Answer 4: You say in your description that what is needed is “replenish the supply of firewood”.
Question 5: How do you “replenish your supply of firewood”?
Answer 5: you say or imply in your description that you need to control a sequence: (1) Go outside, (2) Chop wood, and (3) Bring the wood in.
Question 6: Why do it now rather than yesterday or tomorrow?
Answer 6: There’s a lot of questions in this simple question, so I’ll speculate on those and answers to them.
Question 6.1: What are you controlling for that leads to the perceptions that together result in “running low”?
Answer 6.1: Perhaps you are controlling for feeling warm when it is cold outside. Perhaps you like the sight of a fire in an open fireplace. I don’t know why, but the answer winds up with controlling for not just perceiving a fire, but for perceiving a fire of a particular intensity.
Question 6.2: How does controlling for perceiving a fire of a particular intensity relate to a perception of “running low”?
Answer 6.2: By itself, it doesn’t. But it does influence (pretty well determine, given the physical structure of your fireplace or stove) the actual rate at which the firewood stack is depleted. That influence is a side-effect of your controlling for perceiving a fire of a particular intensity.
Question 6.3: How does that relate to “running low”?
Answer 6.3: I have speculated that a perception of “running low” is actually a perception that there is a non-zero error signal value for a controlled perception “time to zero firewood”, as discussed in Question 2.
Question 7: How might an independent observer/experimenter determine whether these speculations might be true?
Answer 7: That’s not easy, but the usual PCT answer is “Use the Test for the Controlled Variable” to see whether you are actually controlling the variables I speculate you to be controlling.

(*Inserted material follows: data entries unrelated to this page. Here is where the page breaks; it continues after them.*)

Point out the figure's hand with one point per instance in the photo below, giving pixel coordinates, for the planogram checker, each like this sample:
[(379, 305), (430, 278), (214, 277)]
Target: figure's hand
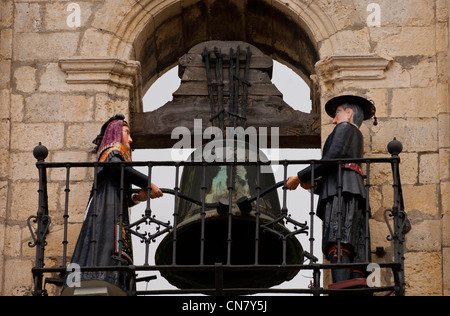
[(306, 185), (292, 183), (156, 192)]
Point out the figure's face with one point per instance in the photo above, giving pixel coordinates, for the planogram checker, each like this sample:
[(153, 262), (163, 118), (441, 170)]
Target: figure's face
[(342, 115), (126, 138)]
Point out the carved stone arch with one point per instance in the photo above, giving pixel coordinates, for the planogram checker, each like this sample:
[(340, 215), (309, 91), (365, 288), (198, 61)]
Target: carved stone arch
[(291, 32), (155, 34)]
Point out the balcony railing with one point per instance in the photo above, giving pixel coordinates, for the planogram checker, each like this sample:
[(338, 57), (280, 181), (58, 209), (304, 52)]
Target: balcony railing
[(395, 217)]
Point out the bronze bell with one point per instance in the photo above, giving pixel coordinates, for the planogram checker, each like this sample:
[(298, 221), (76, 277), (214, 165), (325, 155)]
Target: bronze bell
[(216, 224)]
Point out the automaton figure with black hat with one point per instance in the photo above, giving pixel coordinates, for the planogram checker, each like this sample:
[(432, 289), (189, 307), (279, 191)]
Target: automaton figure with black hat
[(98, 243), (346, 142)]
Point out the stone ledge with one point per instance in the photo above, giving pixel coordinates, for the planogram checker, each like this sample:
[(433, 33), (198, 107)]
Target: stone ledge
[(352, 67), (121, 74)]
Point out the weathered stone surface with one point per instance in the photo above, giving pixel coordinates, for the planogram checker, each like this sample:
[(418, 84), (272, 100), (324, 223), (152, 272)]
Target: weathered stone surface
[(121, 47)]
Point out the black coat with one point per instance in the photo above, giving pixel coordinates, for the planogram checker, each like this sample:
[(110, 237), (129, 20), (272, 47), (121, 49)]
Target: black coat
[(346, 141), (107, 207)]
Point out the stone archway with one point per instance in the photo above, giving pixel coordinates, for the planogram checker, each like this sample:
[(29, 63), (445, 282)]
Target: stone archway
[(158, 35)]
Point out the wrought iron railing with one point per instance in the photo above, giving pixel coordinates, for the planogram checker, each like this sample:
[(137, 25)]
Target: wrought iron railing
[(39, 227)]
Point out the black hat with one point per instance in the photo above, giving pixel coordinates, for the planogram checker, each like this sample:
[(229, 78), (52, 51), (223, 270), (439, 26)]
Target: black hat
[(367, 106), (97, 141)]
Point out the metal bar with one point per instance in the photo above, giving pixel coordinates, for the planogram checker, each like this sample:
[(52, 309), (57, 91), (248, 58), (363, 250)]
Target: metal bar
[(66, 216), (148, 210), (284, 210), (120, 215), (257, 212), (245, 87), (41, 218), (312, 214), (367, 217), (339, 213), (203, 215), (230, 212), (175, 216), (94, 216), (219, 82), (210, 84), (231, 88), (236, 82)]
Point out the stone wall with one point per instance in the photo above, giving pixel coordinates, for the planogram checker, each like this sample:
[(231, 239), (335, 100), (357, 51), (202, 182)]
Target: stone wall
[(60, 81)]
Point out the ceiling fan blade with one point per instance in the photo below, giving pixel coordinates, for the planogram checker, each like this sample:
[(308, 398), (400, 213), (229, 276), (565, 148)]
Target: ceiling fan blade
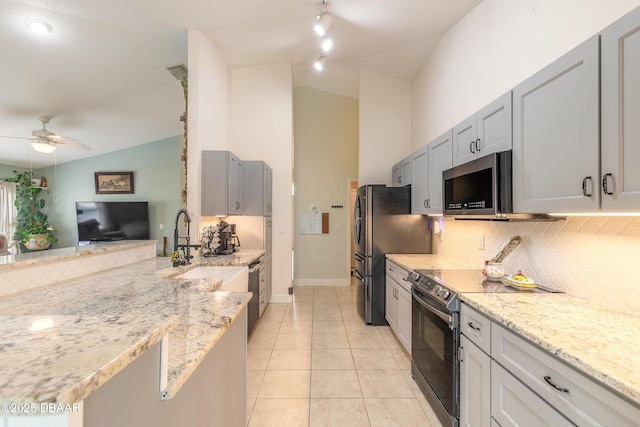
[(63, 141)]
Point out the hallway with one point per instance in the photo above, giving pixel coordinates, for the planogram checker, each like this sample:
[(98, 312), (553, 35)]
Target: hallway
[(315, 363)]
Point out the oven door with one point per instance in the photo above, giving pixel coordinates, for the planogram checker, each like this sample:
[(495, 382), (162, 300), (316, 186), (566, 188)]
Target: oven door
[(434, 348)]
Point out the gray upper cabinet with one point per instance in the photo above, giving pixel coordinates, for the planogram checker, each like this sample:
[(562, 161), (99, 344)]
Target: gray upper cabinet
[(620, 146), (257, 188), (440, 159), (401, 173), (428, 164), (555, 135), (488, 131), (420, 182), (221, 184)]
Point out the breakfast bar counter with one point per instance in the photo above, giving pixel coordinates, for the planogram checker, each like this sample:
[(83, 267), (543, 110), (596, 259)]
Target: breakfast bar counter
[(85, 330)]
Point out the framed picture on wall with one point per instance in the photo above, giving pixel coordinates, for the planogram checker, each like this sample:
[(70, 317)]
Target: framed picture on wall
[(114, 182)]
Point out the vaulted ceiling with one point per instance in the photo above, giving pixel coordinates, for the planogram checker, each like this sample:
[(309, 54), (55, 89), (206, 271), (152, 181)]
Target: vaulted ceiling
[(101, 76)]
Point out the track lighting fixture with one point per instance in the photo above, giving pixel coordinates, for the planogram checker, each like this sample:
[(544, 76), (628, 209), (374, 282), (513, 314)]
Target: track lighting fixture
[(326, 44), (324, 21), (319, 64)]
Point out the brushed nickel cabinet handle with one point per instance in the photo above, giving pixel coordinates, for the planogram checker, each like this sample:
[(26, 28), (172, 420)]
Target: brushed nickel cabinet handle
[(605, 182), (547, 378), (584, 186)]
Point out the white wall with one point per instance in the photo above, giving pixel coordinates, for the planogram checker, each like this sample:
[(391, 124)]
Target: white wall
[(261, 128), (497, 45), (326, 159), (385, 126), (208, 126)]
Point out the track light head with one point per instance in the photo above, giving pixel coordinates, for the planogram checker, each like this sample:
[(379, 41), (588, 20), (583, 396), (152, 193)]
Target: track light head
[(322, 24), (319, 64)]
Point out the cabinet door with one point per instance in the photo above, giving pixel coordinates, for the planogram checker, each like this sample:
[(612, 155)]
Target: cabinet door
[(235, 185), (464, 141), (440, 159), (555, 135), (403, 324), (513, 404), (391, 309), (494, 126), (268, 190), (407, 171), (396, 175), (620, 113), (475, 386), (420, 182)]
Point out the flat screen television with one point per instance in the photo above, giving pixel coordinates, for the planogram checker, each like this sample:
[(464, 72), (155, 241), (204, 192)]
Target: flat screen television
[(111, 221)]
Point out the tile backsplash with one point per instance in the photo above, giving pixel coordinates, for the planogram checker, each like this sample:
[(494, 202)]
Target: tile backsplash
[(596, 258)]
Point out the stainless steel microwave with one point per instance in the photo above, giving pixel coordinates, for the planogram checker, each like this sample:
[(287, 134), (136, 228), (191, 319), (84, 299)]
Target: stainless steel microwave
[(479, 189)]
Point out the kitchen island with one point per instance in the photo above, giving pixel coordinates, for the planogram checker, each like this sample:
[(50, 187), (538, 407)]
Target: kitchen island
[(126, 346), (597, 341)]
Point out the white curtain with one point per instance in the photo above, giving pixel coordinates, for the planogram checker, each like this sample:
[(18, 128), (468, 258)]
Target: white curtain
[(8, 210)]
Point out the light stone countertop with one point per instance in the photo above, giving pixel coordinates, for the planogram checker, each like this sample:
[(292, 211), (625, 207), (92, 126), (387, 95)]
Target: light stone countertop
[(147, 305), (599, 342), (55, 255), (426, 261)]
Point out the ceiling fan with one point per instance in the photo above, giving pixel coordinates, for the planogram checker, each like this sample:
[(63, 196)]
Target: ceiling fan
[(45, 141)]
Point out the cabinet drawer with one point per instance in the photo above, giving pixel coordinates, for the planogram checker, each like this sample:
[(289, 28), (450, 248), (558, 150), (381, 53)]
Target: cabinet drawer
[(399, 274), (579, 398), (513, 404), (476, 327)]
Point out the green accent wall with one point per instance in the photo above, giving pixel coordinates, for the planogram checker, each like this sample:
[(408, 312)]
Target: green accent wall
[(156, 171)]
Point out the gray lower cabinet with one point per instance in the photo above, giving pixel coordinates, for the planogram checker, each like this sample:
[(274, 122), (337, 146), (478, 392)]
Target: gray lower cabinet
[(475, 377), (528, 386), (488, 131), (221, 184), (556, 135), (620, 82), (257, 184), (398, 303), (513, 404)]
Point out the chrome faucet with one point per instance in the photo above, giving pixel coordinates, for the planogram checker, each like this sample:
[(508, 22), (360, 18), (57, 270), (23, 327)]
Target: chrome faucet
[(188, 246)]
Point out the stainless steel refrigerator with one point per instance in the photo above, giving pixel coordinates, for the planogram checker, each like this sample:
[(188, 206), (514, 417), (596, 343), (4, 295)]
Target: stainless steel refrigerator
[(383, 224)]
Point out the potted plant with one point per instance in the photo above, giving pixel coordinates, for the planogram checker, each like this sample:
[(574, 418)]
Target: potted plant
[(32, 228)]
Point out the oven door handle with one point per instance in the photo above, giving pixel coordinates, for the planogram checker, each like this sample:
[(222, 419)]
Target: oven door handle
[(441, 314)]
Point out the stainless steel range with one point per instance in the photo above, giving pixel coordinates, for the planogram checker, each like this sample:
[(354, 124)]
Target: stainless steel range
[(435, 334)]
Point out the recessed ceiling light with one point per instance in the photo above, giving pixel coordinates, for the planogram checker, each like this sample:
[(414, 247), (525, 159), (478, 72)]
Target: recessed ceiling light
[(38, 25)]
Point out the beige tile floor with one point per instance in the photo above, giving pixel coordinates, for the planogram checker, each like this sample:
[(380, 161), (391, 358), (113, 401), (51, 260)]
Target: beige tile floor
[(315, 363)]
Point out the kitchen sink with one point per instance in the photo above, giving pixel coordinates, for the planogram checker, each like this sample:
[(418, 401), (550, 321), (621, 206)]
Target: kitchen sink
[(219, 278)]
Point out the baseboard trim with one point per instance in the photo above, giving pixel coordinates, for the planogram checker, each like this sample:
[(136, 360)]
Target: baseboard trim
[(281, 299), (321, 282)]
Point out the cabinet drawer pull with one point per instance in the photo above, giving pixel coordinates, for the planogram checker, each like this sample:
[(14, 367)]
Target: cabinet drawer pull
[(605, 182), (547, 378), (584, 186)]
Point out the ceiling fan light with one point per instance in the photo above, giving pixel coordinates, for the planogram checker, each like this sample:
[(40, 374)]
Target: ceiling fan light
[(323, 24), (43, 147), (319, 64), (327, 44), (38, 25)]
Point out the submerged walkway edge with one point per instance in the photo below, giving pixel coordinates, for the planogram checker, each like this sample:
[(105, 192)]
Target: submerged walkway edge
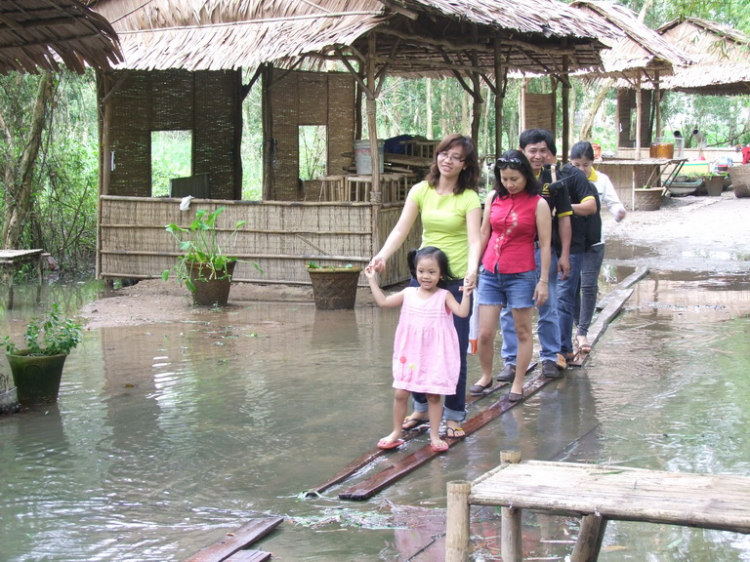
[(613, 303)]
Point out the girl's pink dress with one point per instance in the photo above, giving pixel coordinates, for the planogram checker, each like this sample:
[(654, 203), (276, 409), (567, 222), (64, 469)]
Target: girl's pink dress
[(425, 353)]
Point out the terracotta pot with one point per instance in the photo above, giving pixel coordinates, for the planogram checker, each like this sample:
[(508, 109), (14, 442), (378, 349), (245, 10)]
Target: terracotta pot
[(334, 288), (37, 378), (210, 292)]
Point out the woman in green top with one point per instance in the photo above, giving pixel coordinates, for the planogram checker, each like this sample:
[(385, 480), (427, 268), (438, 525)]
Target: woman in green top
[(448, 205)]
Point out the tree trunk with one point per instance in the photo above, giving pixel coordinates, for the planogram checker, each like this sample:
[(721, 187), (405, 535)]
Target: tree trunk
[(601, 94), (19, 187), (428, 117)]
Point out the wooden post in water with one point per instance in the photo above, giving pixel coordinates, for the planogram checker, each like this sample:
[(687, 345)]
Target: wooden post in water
[(590, 538), (510, 532), (457, 522)]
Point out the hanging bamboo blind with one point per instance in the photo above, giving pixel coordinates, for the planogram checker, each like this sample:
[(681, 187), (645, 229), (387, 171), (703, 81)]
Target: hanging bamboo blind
[(281, 237), (207, 103)]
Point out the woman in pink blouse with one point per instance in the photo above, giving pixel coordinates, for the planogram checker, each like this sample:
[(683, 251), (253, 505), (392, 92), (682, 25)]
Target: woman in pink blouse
[(516, 219)]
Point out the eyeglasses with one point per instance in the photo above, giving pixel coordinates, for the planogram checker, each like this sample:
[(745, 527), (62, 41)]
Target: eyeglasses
[(452, 157), (513, 163)]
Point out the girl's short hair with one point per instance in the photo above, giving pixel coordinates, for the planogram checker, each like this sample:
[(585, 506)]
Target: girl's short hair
[(582, 149), (414, 256), (516, 160), (469, 176)]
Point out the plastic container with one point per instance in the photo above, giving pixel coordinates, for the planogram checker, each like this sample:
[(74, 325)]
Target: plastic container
[(362, 158)]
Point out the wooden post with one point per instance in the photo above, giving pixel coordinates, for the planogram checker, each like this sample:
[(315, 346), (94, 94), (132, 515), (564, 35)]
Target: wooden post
[(638, 117), (372, 129), (457, 522), (657, 106), (566, 106), (499, 99), (511, 548), (590, 538)]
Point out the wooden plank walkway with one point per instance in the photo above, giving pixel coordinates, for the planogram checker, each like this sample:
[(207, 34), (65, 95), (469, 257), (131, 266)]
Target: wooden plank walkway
[(609, 306), (598, 494), (367, 488), (359, 463), (230, 547)]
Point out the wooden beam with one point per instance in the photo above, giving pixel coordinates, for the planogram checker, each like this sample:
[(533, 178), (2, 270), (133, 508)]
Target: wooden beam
[(232, 542), (381, 480)]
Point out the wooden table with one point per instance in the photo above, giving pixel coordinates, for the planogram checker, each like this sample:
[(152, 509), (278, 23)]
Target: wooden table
[(11, 261), (627, 175), (598, 494)]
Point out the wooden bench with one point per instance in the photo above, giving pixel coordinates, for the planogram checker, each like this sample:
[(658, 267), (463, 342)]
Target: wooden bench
[(597, 494)]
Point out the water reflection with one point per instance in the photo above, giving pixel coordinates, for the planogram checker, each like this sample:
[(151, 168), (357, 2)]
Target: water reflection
[(168, 435)]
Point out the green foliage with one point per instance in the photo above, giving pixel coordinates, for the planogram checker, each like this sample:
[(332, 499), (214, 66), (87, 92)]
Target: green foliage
[(199, 243), (48, 334)]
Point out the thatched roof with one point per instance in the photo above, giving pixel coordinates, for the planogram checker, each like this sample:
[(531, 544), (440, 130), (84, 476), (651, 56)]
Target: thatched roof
[(640, 51), (414, 37), (43, 34), (722, 57)]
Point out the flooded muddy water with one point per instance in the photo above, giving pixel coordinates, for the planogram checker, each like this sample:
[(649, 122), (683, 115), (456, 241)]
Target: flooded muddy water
[(168, 435)]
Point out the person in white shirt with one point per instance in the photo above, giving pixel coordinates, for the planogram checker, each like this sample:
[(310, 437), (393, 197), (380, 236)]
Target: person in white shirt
[(582, 157)]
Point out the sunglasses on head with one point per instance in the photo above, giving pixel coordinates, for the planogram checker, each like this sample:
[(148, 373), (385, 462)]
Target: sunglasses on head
[(513, 163)]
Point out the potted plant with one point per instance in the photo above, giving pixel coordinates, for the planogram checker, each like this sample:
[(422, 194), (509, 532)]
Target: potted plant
[(334, 287), (648, 198), (37, 368), (203, 266)]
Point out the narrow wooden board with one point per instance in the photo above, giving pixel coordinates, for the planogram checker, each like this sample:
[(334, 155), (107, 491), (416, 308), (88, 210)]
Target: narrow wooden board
[(616, 299), (367, 488), (233, 542), (629, 281), (359, 463), (249, 556)]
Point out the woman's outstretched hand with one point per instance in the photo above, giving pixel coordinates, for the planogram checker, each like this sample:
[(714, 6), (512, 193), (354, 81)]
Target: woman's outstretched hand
[(378, 264)]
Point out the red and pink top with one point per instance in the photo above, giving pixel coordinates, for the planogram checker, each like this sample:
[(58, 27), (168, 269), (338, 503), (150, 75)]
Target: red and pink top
[(511, 245)]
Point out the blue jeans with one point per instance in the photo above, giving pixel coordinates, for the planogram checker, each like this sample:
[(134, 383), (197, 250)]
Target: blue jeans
[(455, 404), (588, 288), (547, 329), (566, 303)]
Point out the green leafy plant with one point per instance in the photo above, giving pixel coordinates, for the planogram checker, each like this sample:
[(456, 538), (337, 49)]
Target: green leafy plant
[(199, 244), (47, 334)]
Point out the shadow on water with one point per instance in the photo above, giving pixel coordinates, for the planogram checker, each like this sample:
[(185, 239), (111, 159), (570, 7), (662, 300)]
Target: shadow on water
[(167, 436)]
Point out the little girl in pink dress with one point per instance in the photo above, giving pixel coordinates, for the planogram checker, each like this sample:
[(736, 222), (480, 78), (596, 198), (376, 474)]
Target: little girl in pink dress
[(425, 353)]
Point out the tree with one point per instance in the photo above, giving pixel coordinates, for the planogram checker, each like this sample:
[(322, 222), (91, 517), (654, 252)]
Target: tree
[(23, 139)]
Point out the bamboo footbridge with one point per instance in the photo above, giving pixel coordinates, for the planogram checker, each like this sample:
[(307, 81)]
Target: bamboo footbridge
[(597, 494)]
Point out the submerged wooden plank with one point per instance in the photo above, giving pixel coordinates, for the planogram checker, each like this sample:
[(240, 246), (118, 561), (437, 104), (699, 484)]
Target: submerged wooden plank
[(232, 542), (249, 556), (359, 463), (629, 281), (709, 501), (371, 486), (615, 302)]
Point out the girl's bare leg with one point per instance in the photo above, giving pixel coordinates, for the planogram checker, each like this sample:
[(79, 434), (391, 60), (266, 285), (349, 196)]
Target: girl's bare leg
[(488, 318), (400, 404), (435, 411), (522, 319)]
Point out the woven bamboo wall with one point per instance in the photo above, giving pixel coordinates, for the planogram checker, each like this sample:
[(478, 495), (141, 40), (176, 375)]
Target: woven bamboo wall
[(280, 237), (309, 98), (208, 103), (539, 111), (626, 108)]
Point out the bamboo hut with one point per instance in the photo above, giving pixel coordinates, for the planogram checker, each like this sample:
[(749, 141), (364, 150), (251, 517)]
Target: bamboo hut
[(181, 70), (639, 56), (47, 34), (721, 54)]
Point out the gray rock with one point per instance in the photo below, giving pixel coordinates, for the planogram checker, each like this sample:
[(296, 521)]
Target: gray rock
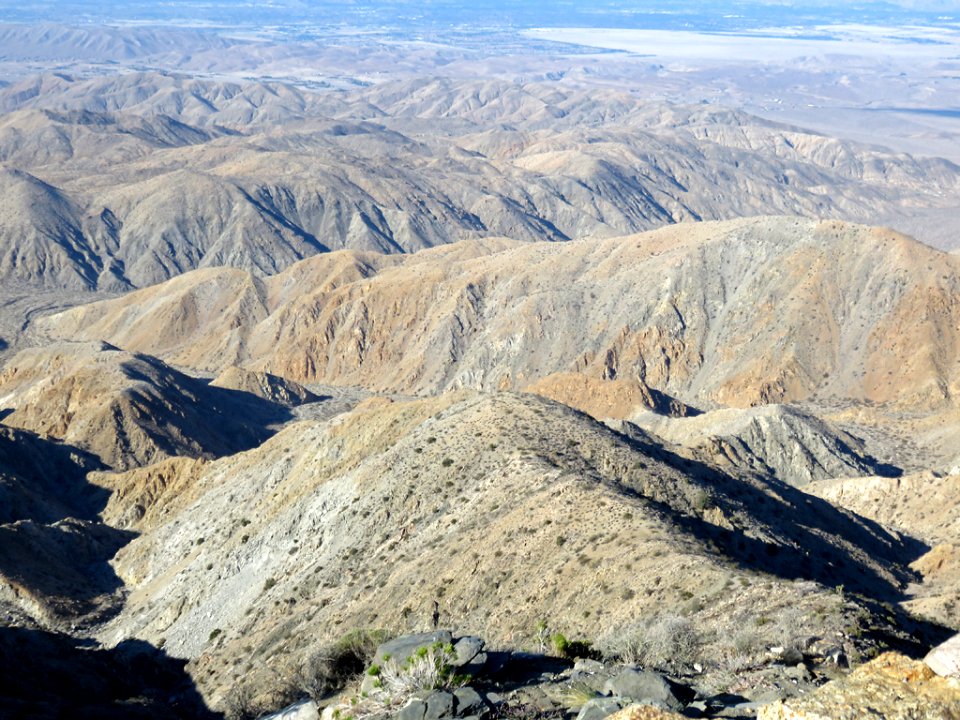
[(798, 672), (439, 705), (645, 687), (586, 665), (478, 665), (466, 649), (414, 710), (944, 659), (468, 702), (303, 710), (401, 648), (599, 708)]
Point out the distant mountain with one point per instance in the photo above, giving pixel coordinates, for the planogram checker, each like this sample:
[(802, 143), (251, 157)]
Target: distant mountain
[(738, 313), (131, 179), (128, 409)]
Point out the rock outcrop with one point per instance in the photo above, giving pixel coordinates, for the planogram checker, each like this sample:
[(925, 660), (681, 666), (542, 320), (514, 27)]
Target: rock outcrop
[(743, 313), (892, 687), (781, 440)]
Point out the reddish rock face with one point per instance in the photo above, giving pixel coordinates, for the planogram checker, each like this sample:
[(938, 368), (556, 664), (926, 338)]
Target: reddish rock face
[(893, 686)]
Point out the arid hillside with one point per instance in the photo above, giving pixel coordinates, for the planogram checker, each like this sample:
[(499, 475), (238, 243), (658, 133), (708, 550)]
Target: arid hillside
[(506, 510), (739, 313), (127, 180)]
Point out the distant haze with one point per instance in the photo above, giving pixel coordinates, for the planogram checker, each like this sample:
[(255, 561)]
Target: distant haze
[(296, 16)]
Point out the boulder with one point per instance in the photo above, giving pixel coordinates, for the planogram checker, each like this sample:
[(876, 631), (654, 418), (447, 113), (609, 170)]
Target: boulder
[(944, 659), (645, 712), (892, 686), (599, 708), (644, 686), (439, 705), (416, 709), (469, 702), (466, 649), (303, 710)]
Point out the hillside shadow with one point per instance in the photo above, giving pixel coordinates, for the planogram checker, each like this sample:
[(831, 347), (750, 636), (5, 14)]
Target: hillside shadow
[(53, 548), (222, 421), (49, 479), (44, 675), (802, 524)]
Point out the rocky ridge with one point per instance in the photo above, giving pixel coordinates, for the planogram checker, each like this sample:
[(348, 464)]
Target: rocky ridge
[(124, 181), (719, 327)]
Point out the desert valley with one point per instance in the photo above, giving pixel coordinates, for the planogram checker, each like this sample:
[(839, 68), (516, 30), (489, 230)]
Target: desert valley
[(425, 364)]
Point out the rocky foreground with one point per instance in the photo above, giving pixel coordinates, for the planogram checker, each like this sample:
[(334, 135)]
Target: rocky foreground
[(436, 676)]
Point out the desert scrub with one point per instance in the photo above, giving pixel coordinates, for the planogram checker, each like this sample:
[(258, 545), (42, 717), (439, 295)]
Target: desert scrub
[(331, 668), (668, 641), (395, 681), (572, 649)]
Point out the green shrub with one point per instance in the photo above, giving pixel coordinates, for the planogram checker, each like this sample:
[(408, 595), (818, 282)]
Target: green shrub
[(329, 669)]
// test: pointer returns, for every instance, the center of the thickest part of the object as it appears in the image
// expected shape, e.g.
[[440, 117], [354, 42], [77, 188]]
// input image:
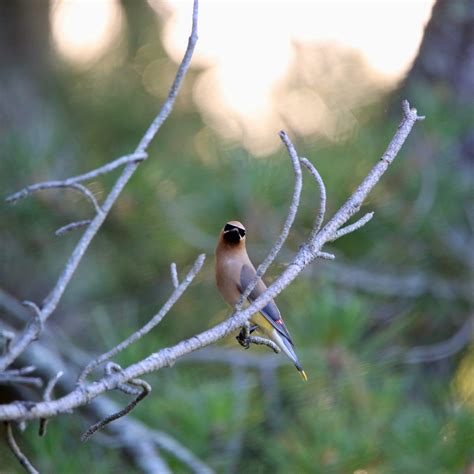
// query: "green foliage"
[[361, 411]]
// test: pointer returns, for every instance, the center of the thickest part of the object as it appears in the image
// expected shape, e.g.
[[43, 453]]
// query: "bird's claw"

Question 8: How would you do that?
Answer 8: Some controlled variables have been proposed, such as fire intensity, size of the firewood pile, time to depletion of the pile, and rate of depletion of the pile. The initial description of the problem suggests that you would be controlling a perception of the size of the pile, and the rest would follow. In Answers 2 and 6 an alternative possibility is hypothesised. Can we propose a Test to distinguish them? If we change the pile size without changing the rate of depletion, we also change the time to zero firewood. We can’t change the rate of depletion, which is determined by the fire intensity, and we speculate that this is a controlled variable. So our Tester can do no better than observe and wait, using the answer to “Why now?” to determine when time-to-zero becomes “too short”.
Answer 8 continued: So long as the controlled fire intensity does not change, the time-to-zero and the size of the firewood pile when you go and chop wood covary. But if the observer waits long enough, the weather will change, or you will change to warmer or more summery clothes, and your reference value for fire intensity will change. That will change the ratio between pile size and time-to-zero-firewood. Whichever one you are actually controlling will be the more stable over these changes at the moments when you decide to go and chop.
Answer 8 continued: The above is all very well, but it relies on getting a lot of statistics in a situation that is inherently noisy, because you will always have a conflict between going out to chop and doing something else, such as staying comfortable, washing the dishes, listening to music, or simply sleeping at night. The weather and the weather forecasts change, so you may go out early and chop more than usual if a storm or a cold snap is forecast, or late if the weather at the “passing threshold” moment is inclement. So the theoretical ability to apply The Test may not exist in practice.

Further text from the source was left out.